Travis Aggson, ACE, Executive Vice President of American Pest Management in Manhattan, KS, has personally experienced the growth pains associated with trying to fulfill training and regulatory requirements while running other aspects of a pest control business. Travis has been with his company for 25 years and was primarily responsible for overseeing all aspects of technical training while still handling day-to-day business operations. Like many others, Travis found that he didn’t have enough time to dedicate to training due to the rate at which the company was growing. In 2010, one of American Pest Management’s 10 employees expressed interest in taking on a new challenge within the company. Travis feared that he may lose a great employee if he didn’t think of something, so the solution was to create a new role within the company. That role was American’s first ever training-focused position, called the Technician Supervisor. The primary role of this position was to lead internal training and to assist with difficult pest situations. Now, American Pest Management has a Technical Director that spends 40% of the time training technicians, consulting, troubleshooting and implementing new IPM strategies while still doing physical work and routes 60% of the time because the demand is not quite enough to have a full time technical position. Today, American Pest Management has about 42 employees and has started a new career track to becoming a Technical Specialist that any technician can pursue, regardless of if they have previous experience. Additionally, this internal career path helps technicians become Associate Certified Entomologists (ACE) or Board-Certified Entomologists (BCE). These certification programs are provided through the Entomological Society of America for pest management professionals to prove their level of professionalism and to enhance their education in the pest control industry. Currently, there are four technical specialists at American Pest Management, and they help create training videos, service protocols and select products. The Technical Specialist position is highly coveted and considered a prestigious designation at American.
Rose Pest Solutions, headquartered in Michigan, has over 300 employees and, partly due to its size, has a large technical and quality assurance department.
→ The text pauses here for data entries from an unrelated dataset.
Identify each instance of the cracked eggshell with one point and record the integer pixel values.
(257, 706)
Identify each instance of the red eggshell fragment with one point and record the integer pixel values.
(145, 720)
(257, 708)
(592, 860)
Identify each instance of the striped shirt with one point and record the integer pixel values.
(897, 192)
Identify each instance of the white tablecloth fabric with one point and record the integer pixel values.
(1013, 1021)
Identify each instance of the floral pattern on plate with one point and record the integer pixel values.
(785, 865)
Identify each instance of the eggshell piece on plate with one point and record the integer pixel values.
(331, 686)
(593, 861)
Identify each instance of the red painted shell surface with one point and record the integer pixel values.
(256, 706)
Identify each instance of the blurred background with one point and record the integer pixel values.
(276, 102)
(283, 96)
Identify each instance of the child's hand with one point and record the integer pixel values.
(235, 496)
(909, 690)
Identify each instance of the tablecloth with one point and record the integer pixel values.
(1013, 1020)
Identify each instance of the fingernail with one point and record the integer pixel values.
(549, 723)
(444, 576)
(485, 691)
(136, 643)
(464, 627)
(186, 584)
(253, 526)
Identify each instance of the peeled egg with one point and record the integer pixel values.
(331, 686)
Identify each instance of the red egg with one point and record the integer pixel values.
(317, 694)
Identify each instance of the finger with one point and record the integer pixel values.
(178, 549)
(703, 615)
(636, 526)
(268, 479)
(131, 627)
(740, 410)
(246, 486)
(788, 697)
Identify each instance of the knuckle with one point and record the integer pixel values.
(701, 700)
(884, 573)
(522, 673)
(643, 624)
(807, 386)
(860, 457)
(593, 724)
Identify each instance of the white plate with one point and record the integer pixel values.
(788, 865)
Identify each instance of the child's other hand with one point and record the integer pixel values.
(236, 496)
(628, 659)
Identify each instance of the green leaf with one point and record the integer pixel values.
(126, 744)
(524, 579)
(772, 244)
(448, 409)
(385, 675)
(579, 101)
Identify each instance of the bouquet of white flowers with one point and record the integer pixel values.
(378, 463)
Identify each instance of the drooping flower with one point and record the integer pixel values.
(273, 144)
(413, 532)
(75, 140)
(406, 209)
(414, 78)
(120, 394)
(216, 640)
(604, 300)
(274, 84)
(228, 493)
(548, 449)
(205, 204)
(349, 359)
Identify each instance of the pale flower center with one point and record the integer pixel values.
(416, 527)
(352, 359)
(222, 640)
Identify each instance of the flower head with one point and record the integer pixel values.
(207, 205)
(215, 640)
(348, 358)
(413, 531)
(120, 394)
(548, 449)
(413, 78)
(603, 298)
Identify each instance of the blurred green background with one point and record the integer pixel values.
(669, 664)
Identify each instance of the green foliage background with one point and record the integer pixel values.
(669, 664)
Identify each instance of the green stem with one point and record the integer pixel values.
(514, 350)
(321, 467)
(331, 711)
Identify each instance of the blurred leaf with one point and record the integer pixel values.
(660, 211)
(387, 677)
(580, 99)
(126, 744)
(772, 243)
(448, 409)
According to Mark Sheperdigian, BCE, Vice President of Technical Services at Rose, known to many in the industry as “Shep,” there is a range of board-certified entomologists within the company that have different roles such as Service Supervisor and District Manager. In addition to these credentialed specialists in various roles at Rose, there is a technical department of about eight people and a Quality Assurance Department that handles audits internally. Shep says that having qualified people that are trained is vital and recognized at Rose; however, the costs and benefits of having support staff that do not necessarily create revenue but increase efficiency and effectiveness in the long term must be considered.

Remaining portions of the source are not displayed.